Atty. Gen. Catherine Cortez Masto
Gov. Jim Gibbons
Lt. Gov. Brian KrolickiCARSON CITY, Nev. (Legal Newsline)-A plan to securitize Nevada's tobacco settlement payments to help plug a $1 billion revenue shortfall could jeopardize future funds from the Master Settlement Agreement, Attorney General Catherine Cortez Masto warns.
In a letter to Republican Gov. Jim Gibbons, who is considering the plan, Masto said "at stake" is Nevada's future entitlement to tens of millions of dollars in payments from the settlement reached in 1998 between tobacco companies and 46 states.
Lt. Gov. Brian Krolicki, the former state treasurer, recently outlined the securitization plan. He said the one-time bond sale could generate $600 million.
Under the plan, the state would give up $1.25 billion in future settlement funds to get a roughly $600,000 lump sum, which proponents of the plan say will help the state avert deep budget cuts.

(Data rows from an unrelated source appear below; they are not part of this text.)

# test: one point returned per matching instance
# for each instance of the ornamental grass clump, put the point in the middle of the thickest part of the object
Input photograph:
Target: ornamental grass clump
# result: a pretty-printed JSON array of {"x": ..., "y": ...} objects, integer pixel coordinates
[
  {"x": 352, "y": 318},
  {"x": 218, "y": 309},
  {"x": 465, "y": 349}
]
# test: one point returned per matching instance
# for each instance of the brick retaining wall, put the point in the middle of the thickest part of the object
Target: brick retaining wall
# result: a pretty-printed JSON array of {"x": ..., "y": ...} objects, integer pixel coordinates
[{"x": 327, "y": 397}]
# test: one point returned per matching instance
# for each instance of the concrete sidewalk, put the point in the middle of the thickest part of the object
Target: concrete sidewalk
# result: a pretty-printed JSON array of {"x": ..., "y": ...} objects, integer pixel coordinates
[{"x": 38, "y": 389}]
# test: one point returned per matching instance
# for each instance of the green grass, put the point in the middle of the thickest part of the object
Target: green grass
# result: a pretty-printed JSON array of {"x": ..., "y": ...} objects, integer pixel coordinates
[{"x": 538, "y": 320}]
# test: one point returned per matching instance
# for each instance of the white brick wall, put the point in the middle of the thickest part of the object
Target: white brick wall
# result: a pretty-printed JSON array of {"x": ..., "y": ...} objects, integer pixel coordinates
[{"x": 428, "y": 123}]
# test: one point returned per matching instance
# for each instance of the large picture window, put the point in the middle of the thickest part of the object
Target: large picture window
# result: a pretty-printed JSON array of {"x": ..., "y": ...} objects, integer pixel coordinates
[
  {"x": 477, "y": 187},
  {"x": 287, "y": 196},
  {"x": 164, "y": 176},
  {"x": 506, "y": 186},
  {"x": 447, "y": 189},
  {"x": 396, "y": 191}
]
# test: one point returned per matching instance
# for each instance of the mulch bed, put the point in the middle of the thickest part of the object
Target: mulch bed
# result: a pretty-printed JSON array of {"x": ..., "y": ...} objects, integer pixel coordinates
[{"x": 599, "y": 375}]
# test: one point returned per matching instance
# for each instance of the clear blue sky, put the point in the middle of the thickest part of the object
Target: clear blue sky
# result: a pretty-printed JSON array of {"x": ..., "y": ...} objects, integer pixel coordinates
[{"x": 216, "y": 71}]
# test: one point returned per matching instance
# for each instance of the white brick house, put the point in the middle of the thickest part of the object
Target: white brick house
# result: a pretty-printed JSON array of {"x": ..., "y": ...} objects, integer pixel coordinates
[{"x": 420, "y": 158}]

The bonds would be paid off over 23 years, and the state would incur no liability.
Nevada has received annual payments totaling more than $367 million since 2000.
Of the money the Silver State receives annually from the multi-state settlement, 40 percent currently goes to the state's Millennium Scholarship program, which provides scholarships to students who go to Nevada colleges and universities.
The remaining funds go to help bankroll various public health programs and services.
Krolicki, a Republican, says other funding sources can be found for the programs.
The Master Settlement Agreement was to reached to settle lawsuits that state attorneys generalfiled to recover government costs associated with people who became ill from smoking or tobacco-related illnesses.
The settlement agreement was reached originally by the nation's four largest tobacco companies: Philip Morris USA, R. J. Reynolds Tobacco Company, Brown & Williamson Tobacco Corp., and Lorillard Tobacco Company.
More than 40 other tobacco companies later joined the agreement.